クリミア戦争(Crimean War:1853‐56)は、強大なオスマントルコが弱ってきた間隙を狙うロシアと、ロシアの進出を嫌うイギリスやフランス、サルデーニャ(イタリア)との戦争でした。発端となる原因はトルコ領エルサレムの聖地管理権問題で、カソリック(フランス)とギリシア正教(ロシア)の宗教問題とも言えます。クリミア半島と黒海が主戦場でしたが,戦火はドナウ川流域,バルト海,カフカス地方まで広がりました。クリミア半島の重要軍港であるセヴァストポリの戦いでロシア軍が陥落し、ロシアの敗北をもって決着しました。
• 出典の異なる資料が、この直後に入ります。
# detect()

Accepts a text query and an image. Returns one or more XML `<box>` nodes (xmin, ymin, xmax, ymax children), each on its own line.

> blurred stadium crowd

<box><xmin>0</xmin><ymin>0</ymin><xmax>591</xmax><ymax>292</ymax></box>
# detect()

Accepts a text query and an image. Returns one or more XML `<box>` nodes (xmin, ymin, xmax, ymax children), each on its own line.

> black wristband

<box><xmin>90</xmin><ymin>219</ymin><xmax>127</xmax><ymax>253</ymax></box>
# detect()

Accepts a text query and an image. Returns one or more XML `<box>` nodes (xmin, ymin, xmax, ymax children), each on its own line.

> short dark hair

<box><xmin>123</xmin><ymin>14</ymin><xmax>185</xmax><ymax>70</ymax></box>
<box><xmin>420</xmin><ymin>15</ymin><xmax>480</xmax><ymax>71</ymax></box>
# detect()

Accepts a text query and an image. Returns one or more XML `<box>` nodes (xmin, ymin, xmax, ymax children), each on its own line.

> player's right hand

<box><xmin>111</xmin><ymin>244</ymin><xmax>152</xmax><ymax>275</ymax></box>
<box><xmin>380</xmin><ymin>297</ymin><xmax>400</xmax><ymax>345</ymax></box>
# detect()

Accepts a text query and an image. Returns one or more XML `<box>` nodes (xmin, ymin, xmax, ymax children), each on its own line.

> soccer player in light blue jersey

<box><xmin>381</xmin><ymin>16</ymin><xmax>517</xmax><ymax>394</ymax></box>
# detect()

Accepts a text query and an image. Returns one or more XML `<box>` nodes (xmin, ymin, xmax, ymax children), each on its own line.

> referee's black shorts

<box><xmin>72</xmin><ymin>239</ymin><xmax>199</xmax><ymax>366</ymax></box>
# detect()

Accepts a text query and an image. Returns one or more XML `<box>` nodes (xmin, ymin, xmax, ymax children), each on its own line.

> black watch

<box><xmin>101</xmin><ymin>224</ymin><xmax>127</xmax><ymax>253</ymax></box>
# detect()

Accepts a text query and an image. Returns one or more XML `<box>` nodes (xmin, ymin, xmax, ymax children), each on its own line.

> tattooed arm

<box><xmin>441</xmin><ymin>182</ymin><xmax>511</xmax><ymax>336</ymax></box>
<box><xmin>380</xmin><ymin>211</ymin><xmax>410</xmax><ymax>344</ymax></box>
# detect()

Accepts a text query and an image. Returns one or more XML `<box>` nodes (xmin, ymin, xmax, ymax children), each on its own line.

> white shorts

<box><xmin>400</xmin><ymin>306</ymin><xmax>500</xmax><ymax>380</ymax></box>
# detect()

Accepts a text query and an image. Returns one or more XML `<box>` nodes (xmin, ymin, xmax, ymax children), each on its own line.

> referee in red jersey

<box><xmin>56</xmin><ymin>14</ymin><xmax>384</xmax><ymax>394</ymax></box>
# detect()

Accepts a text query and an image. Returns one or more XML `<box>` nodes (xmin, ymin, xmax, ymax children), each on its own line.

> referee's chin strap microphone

クリミア半島は18世紀後半の時点ではロシア帝国領となっており、クリミア戦争の発生時も、その終結後も、ロシア帝国領でした。その後ソビエト連邦の成立後はソ連領となりました。

ウクライナというのはソ連の中の一地域でした。またソ連建国当初、クリミア半島はウクライナという地域に含まれていませんでした。 しかしソ連にとって、ウクライナ地域の権力者の支持を得る必要がある時があり、ソ連のトップは、クリミア半島をウクライナに1954年、ロシアからウクライナに移譲するよう決定しました。その後、冷戦終結後、1991年にソ連は崩壊し、同時にクリミア半島を持ったままウクライナはソ連から独立しました。 クリミア半島とそこに暮らすロシア系人たちは、ロシアから切り離され、ウクライナに留まったまま今に至りました。こんな複雑な過去があり、ロシアはウクライナに西側よりの政権ができ、ロシア系住人が多いクリミア半島、ウクライナ東部が、そのままの形で西側よりの地域になるのを座視できなかったのです。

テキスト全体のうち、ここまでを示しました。